For more examples, browse the 'test' sources. Also see the API Documentation.

notes

  • early blog post: https://sciss.github.io/rethinking-fscape/
  • future versions may take some lessons from the Patterns project, namely to use typed streams instead of the opaque GE. Currently, GE can "hide" different element types such as Double, Int, Long. This may create confusing behaviour with regard to some arithmetic operators, and also it makes it unclear what the underlying type may be. Secondly, the notion of resettable programs is introduced by Patterns and may provide a powerful application in FScape, too. Thirdly, we may want to create a bridging mechanism between the two, so that one can use patterns for low throughput symbols, take advantage of the powerful collections-style operations in Patterns, while using FScape for the actual DSP signals.
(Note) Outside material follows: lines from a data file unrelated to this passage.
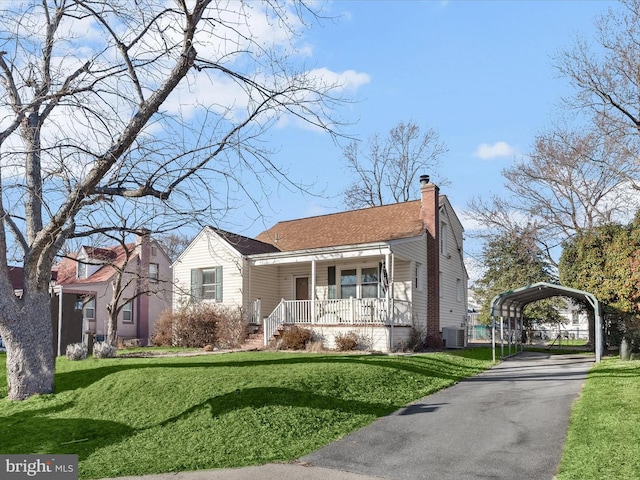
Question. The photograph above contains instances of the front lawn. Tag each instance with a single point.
(603, 441)
(132, 416)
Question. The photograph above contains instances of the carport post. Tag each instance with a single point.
(521, 334)
(493, 337)
(501, 337)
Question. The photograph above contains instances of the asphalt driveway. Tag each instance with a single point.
(509, 422)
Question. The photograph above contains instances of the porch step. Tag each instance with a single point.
(255, 339)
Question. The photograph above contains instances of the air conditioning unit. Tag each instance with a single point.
(453, 337)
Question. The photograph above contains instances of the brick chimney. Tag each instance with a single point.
(430, 216)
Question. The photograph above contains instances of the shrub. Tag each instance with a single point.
(163, 330)
(103, 350)
(199, 325)
(293, 337)
(232, 327)
(346, 341)
(76, 351)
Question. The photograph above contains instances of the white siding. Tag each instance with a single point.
(407, 255)
(453, 306)
(209, 250)
(264, 285)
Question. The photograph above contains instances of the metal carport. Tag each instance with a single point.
(511, 305)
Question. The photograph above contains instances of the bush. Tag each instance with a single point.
(293, 337)
(232, 327)
(103, 350)
(76, 351)
(346, 341)
(163, 330)
(202, 324)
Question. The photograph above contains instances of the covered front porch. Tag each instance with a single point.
(351, 288)
(351, 311)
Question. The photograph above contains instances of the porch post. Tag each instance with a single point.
(387, 293)
(313, 291)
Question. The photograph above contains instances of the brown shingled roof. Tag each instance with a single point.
(112, 256)
(367, 225)
(245, 245)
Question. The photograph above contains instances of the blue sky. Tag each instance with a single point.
(478, 72)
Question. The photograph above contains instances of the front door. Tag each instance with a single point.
(302, 288)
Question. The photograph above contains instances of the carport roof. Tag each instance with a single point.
(511, 303)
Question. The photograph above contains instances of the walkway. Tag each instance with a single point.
(509, 422)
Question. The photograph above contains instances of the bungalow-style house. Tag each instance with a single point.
(146, 286)
(382, 272)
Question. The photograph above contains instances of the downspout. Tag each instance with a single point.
(388, 301)
(313, 291)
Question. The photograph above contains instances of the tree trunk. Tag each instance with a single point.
(625, 349)
(112, 330)
(30, 356)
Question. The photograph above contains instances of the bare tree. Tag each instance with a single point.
(570, 183)
(388, 170)
(605, 72)
(155, 106)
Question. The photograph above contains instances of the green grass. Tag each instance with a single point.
(603, 441)
(132, 416)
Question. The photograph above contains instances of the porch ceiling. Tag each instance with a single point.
(282, 258)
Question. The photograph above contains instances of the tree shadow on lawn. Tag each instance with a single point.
(261, 397)
(423, 365)
(34, 431)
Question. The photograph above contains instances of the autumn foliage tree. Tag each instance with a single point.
(606, 262)
(513, 261)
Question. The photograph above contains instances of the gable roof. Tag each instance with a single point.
(245, 245)
(367, 225)
(115, 257)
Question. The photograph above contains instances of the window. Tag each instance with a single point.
(206, 283)
(369, 281)
(127, 312)
(153, 272)
(349, 283)
(90, 309)
(575, 319)
(418, 276)
(360, 283)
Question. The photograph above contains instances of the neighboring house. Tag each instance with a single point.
(574, 325)
(146, 281)
(66, 319)
(381, 272)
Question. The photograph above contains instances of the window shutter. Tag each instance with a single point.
(194, 284)
(218, 284)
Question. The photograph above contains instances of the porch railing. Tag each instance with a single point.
(352, 311)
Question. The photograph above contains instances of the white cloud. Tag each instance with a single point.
(497, 150)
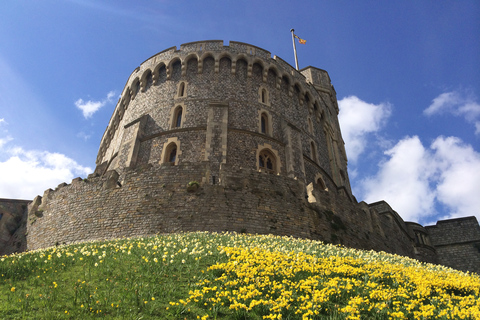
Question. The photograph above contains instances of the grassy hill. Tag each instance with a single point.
(229, 276)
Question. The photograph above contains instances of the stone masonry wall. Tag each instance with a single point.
(457, 242)
(12, 231)
(154, 199)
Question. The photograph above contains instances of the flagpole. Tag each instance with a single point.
(294, 48)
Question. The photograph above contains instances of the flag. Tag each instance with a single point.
(301, 41)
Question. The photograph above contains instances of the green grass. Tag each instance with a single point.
(155, 277)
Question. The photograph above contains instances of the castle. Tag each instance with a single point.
(226, 138)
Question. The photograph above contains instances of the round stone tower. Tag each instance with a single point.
(214, 138)
(228, 106)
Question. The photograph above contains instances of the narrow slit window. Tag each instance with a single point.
(266, 161)
(181, 89)
(172, 156)
(263, 123)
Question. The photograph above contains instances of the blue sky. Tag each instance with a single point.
(406, 73)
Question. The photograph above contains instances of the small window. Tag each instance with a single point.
(137, 87)
(263, 96)
(321, 184)
(266, 161)
(178, 117)
(264, 123)
(172, 156)
(310, 126)
(313, 151)
(149, 80)
(181, 89)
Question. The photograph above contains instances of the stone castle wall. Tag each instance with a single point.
(186, 149)
(155, 199)
(13, 215)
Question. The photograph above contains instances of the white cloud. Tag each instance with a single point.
(403, 180)
(460, 104)
(90, 107)
(359, 120)
(459, 181)
(414, 179)
(5, 140)
(26, 174)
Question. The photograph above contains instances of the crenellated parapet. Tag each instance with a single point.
(263, 97)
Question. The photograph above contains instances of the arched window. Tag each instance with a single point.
(149, 80)
(178, 118)
(321, 183)
(263, 96)
(266, 161)
(171, 154)
(313, 151)
(310, 126)
(264, 123)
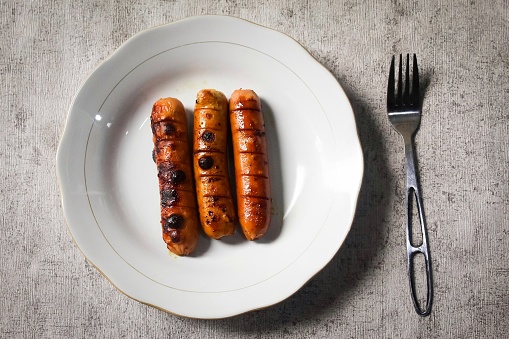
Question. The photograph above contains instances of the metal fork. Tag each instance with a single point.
(404, 111)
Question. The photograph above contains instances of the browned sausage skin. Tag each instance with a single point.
(215, 203)
(179, 217)
(251, 163)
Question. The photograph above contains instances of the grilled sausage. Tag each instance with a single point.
(215, 203)
(251, 163)
(179, 217)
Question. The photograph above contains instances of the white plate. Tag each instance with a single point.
(109, 182)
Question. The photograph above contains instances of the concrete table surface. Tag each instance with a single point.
(49, 290)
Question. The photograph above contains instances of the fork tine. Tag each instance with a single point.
(407, 80)
(415, 83)
(400, 81)
(390, 86)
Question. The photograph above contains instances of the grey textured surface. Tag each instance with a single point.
(48, 290)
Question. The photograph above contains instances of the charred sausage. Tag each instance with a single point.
(251, 163)
(215, 203)
(179, 217)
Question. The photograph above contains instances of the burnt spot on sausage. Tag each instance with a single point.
(175, 236)
(211, 179)
(177, 177)
(169, 129)
(169, 197)
(174, 221)
(205, 162)
(208, 136)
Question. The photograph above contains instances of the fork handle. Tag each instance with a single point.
(412, 187)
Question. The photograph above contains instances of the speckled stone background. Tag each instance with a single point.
(48, 289)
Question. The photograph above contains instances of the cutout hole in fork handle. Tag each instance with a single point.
(414, 221)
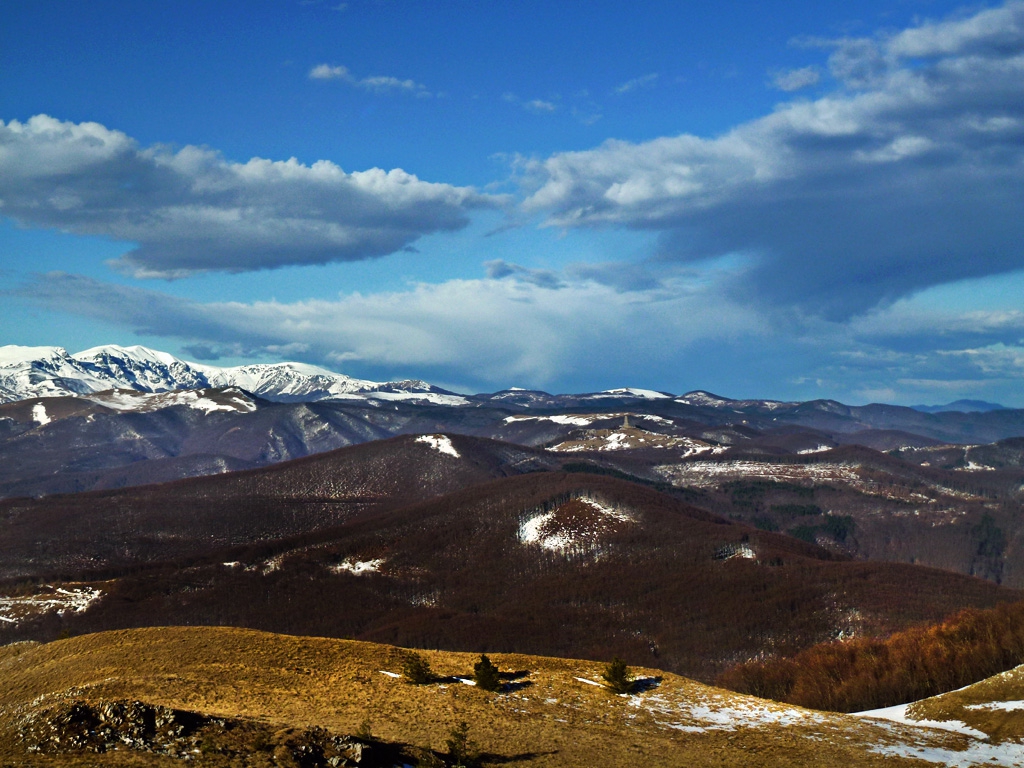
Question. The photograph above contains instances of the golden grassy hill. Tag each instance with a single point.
(553, 718)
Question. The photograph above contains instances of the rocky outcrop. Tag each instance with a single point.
(78, 726)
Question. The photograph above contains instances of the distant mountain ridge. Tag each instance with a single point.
(51, 372)
(965, 407)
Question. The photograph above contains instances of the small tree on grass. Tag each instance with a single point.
(617, 677)
(417, 670)
(485, 675)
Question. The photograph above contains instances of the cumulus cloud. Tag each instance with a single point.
(610, 326)
(795, 80)
(192, 211)
(910, 173)
(645, 81)
(499, 269)
(378, 83)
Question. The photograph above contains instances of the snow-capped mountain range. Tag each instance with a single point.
(51, 372)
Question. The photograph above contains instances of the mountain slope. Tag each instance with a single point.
(543, 562)
(50, 372)
(555, 714)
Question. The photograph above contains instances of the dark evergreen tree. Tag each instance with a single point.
(617, 677)
(485, 675)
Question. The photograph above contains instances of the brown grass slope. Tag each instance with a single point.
(668, 585)
(552, 719)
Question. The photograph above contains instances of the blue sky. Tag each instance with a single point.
(780, 200)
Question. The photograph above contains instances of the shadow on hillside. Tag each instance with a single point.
(513, 675)
(642, 684)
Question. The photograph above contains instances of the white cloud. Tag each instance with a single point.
(909, 174)
(377, 83)
(795, 80)
(645, 81)
(192, 210)
(493, 330)
(538, 104)
(327, 72)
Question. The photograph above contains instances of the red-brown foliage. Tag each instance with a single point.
(869, 673)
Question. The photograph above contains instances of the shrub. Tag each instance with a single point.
(417, 670)
(617, 677)
(485, 675)
(461, 752)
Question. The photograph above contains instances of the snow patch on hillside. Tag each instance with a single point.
(898, 714)
(39, 414)
(1000, 706)
(439, 442)
(550, 531)
(54, 600)
(585, 420)
(647, 394)
(358, 567)
(698, 714)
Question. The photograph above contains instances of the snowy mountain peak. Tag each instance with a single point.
(13, 354)
(647, 394)
(140, 368)
(51, 372)
(700, 397)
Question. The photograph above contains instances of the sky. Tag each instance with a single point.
(784, 200)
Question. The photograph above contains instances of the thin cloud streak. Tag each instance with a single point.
(909, 174)
(377, 83)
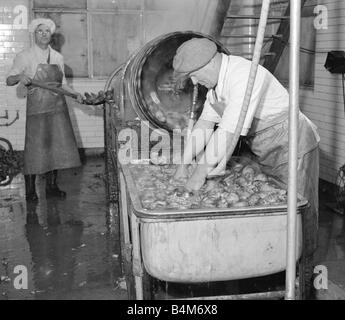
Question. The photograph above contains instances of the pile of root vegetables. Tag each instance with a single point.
(243, 185)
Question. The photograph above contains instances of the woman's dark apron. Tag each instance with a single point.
(50, 143)
(270, 143)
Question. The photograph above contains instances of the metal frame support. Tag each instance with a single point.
(295, 14)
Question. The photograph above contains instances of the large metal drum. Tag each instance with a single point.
(144, 85)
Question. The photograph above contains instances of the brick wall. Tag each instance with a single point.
(14, 37)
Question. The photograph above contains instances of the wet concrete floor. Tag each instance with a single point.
(71, 246)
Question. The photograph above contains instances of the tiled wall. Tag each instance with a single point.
(87, 122)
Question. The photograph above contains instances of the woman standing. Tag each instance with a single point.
(49, 138)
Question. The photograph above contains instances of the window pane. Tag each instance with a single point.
(115, 4)
(70, 39)
(75, 4)
(114, 38)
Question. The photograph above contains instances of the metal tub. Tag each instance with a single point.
(201, 245)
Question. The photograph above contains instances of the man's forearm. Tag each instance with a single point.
(69, 89)
(12, 80)
(197, 141)
(216, 152)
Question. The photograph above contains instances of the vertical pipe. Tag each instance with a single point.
(252, 74)
(295, 16)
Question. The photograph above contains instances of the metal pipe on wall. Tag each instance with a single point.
(295, 14)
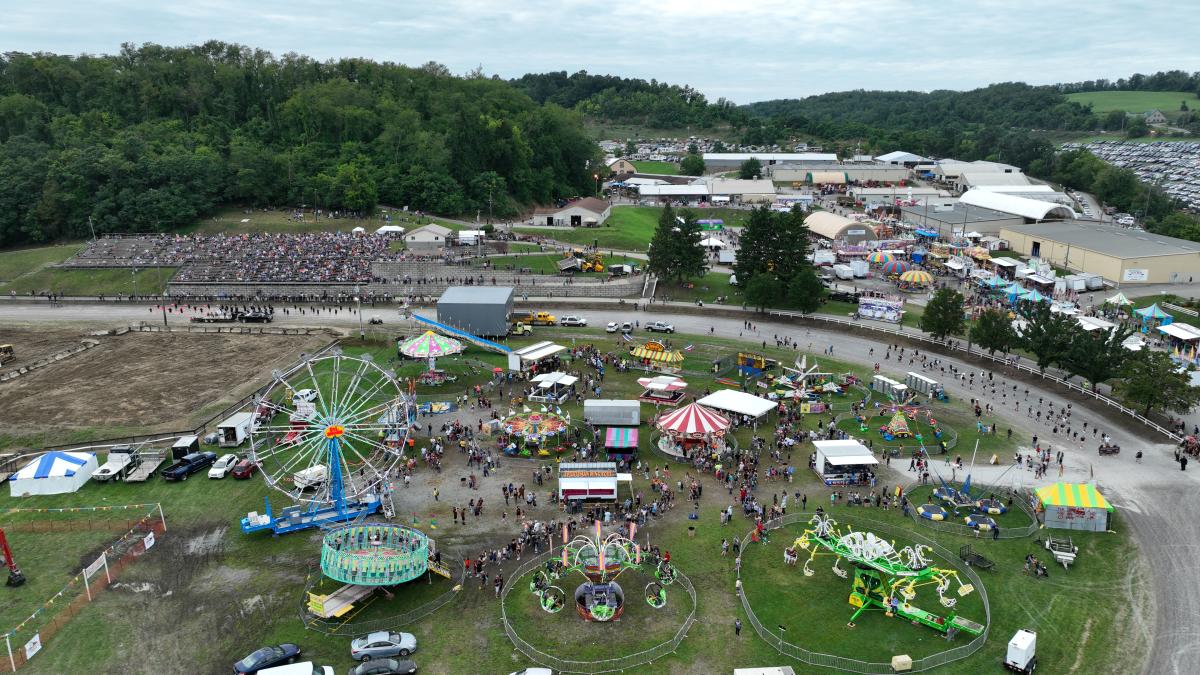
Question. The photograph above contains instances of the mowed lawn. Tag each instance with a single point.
(1135, 101)
(91, 281)
(629, 228)
(664, 168)
(24, 261)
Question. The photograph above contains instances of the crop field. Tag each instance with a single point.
(1137, 101)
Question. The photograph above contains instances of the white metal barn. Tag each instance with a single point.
(53, 473)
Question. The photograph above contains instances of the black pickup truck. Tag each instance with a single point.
(189, 465)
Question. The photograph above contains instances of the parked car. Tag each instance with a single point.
(244, 470)
(222, 466)
(383, 644)
(189, 465)
(306, 668)
(384, 667)
(267, 657)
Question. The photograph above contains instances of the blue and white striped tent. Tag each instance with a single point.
(53, 473)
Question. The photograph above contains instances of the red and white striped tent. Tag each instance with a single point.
(693, 422)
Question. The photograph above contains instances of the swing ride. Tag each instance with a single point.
(885, 578)
(600, 561)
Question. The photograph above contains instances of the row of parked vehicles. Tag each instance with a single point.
(382, 652)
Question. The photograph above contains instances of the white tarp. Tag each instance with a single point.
(738, 401)
(53, 473)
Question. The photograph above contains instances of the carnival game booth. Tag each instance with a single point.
(690, 430)
(738, 402)
(1074, 506)
(1182, 341)
(844, 463)
(658, 357)
(552, 387)
(539, 357)
(582, 482)
(661, 390)
(53, 473)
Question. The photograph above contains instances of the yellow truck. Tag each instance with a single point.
(535, 318)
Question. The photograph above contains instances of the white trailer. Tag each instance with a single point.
(233, 431)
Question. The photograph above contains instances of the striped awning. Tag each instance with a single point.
(621, 437)
(670, 356)
(1073, 495)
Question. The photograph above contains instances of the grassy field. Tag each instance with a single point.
(207, 578)
(1137, 101)
(19, 262)
(664, 168)
(91, 281)
(629, 228)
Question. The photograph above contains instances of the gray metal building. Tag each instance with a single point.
(479, 310)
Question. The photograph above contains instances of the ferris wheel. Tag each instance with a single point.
(330, 430)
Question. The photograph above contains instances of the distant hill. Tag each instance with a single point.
(1135, 101)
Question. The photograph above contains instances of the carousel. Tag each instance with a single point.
(690, 430)
(534, 432)
(430, 346)
(658, 357)
(661, 390)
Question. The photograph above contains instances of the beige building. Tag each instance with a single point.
(1119, 255)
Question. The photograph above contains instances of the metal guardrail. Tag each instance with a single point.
(852, 664)
(593, 667)
(972, 352)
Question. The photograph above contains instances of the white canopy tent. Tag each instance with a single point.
(738, 402)
(53, 473)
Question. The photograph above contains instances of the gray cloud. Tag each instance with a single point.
(743, 51)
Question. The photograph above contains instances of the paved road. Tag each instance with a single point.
(1157, 500)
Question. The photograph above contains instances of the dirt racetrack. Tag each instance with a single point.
(145, 382)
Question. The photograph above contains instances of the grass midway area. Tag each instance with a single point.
(91, 281)
(1137, 101)
(661, 168)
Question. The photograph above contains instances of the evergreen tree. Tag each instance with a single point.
(943, 314)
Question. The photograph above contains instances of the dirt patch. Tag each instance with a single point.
(31, 345)
(149, 381)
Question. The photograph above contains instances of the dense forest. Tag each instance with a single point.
(151, 137)
(628, 100)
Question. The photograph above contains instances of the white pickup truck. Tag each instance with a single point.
(121, 460)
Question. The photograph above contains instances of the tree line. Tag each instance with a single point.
(1146, 378)
(153, 137)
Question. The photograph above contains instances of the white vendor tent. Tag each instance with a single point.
(53, 473)
(738, 402)
(843, 463)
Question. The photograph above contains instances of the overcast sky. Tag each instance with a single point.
(744, 51)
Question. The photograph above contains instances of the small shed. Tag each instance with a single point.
(612, 412)
(1074, 506)
(53, 473)
(587, 481)
(844, 463)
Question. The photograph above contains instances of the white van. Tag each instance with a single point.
(311, 477)
(305, 668)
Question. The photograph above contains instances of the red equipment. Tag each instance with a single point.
(15, 577)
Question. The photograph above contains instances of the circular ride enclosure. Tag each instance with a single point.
(641, 634)
(815, 610)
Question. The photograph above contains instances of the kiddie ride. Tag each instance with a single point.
(886, 579)
(600, 560)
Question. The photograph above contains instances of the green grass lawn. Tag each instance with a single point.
(1137, 101)
(25, 261)
(665, 168)
(207, 578)
(629, 228)
(91, 281)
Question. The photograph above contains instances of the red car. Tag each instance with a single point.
(244, 469)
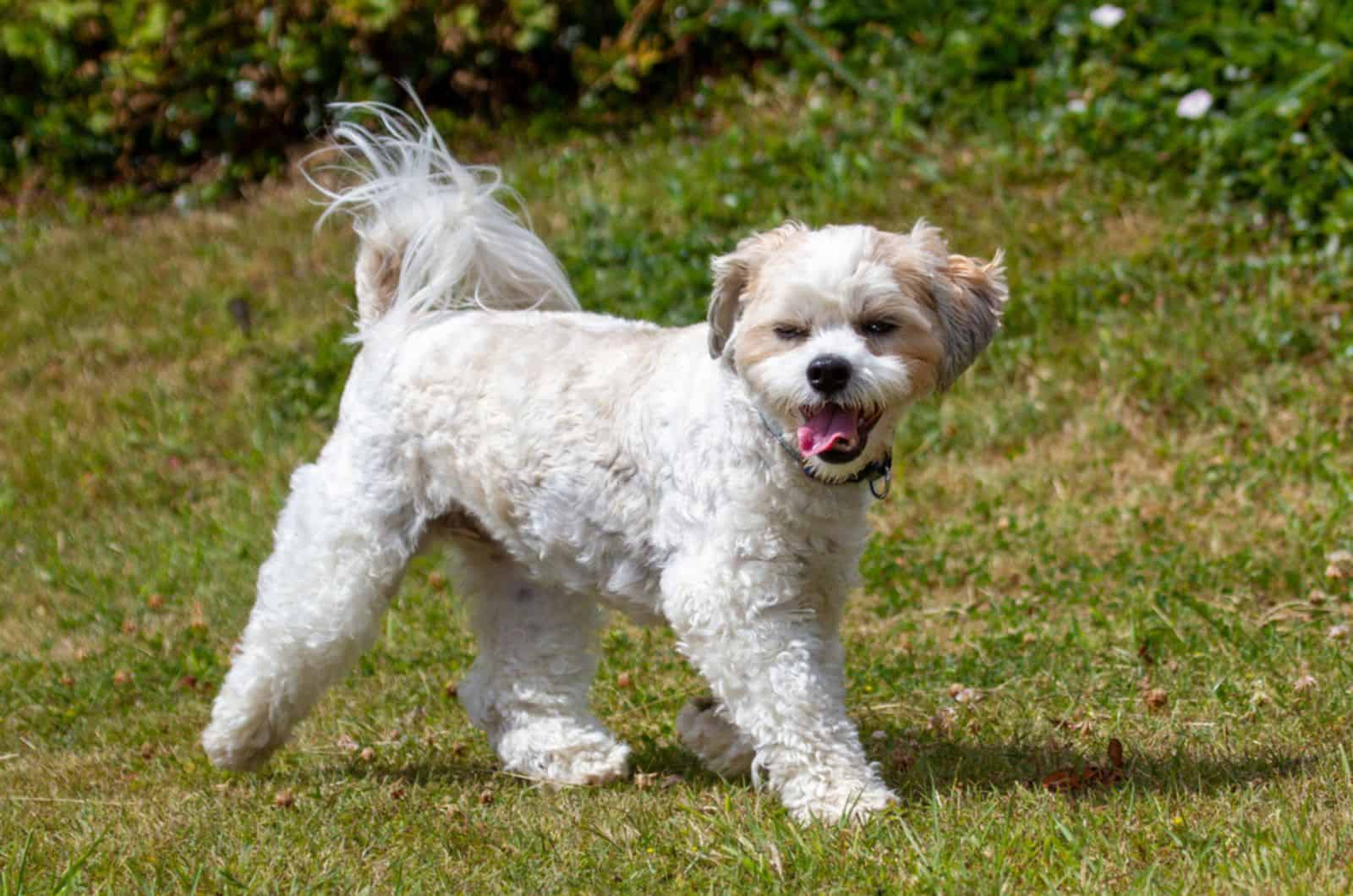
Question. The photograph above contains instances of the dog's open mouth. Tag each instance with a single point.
(835, 434)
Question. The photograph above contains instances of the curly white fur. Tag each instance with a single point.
(574, 461)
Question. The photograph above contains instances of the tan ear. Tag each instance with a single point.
(732, 272)
(969, 299)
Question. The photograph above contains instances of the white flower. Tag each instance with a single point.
(1194, 105)
(1107, 17)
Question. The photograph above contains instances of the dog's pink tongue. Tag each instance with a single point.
(825, 428)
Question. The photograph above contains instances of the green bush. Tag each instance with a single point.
(153, 92)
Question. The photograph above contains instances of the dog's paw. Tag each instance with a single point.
(832, 801)
(716, 740)
(547, 753)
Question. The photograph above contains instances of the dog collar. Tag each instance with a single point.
(877, 473)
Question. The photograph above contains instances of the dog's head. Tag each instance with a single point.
(838, 331)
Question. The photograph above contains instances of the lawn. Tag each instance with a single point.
(1123, 524)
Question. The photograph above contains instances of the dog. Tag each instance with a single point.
(715, 478)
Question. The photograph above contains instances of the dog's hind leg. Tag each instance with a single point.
(340, 549)
(528, 688)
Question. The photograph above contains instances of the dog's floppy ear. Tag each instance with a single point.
(969, 298)
(732, 274)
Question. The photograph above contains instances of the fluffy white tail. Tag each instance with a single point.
(433, 238)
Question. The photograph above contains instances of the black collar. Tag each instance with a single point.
(877, 473)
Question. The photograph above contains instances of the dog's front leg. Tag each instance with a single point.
(775, 662)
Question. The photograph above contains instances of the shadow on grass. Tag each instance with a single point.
(913, 770)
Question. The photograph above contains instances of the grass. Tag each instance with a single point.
(1134, 493)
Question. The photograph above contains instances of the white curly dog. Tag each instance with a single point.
(712, 477)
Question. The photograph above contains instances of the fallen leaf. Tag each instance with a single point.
(1062, 781)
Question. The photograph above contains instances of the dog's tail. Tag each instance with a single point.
(433, 238)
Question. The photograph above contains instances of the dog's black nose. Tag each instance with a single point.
(829, 374)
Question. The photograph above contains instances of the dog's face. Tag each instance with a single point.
(838, 331)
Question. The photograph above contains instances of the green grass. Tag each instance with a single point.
(1136, 489)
  • to replace FScape v1, we would probably add an abstraction to Mellite that allows one to write "widget programs" which can thus represent the module GUIs of FScape v1.
  • the "hot" inlet style can lead to very confusing behaviour (see issue #7) of the seemingly symmetric BinaryOp; notably a + b may not behave the same as b + a, because in the first case the output stream ends when a ends, and in the second case the output stream ends when b ends. So 1 + SinOsc(...) creates a stream with the length of one sample frame, while SinOsc(...) + 1 creates an infinite stream. This will be addressed in an upcoming version.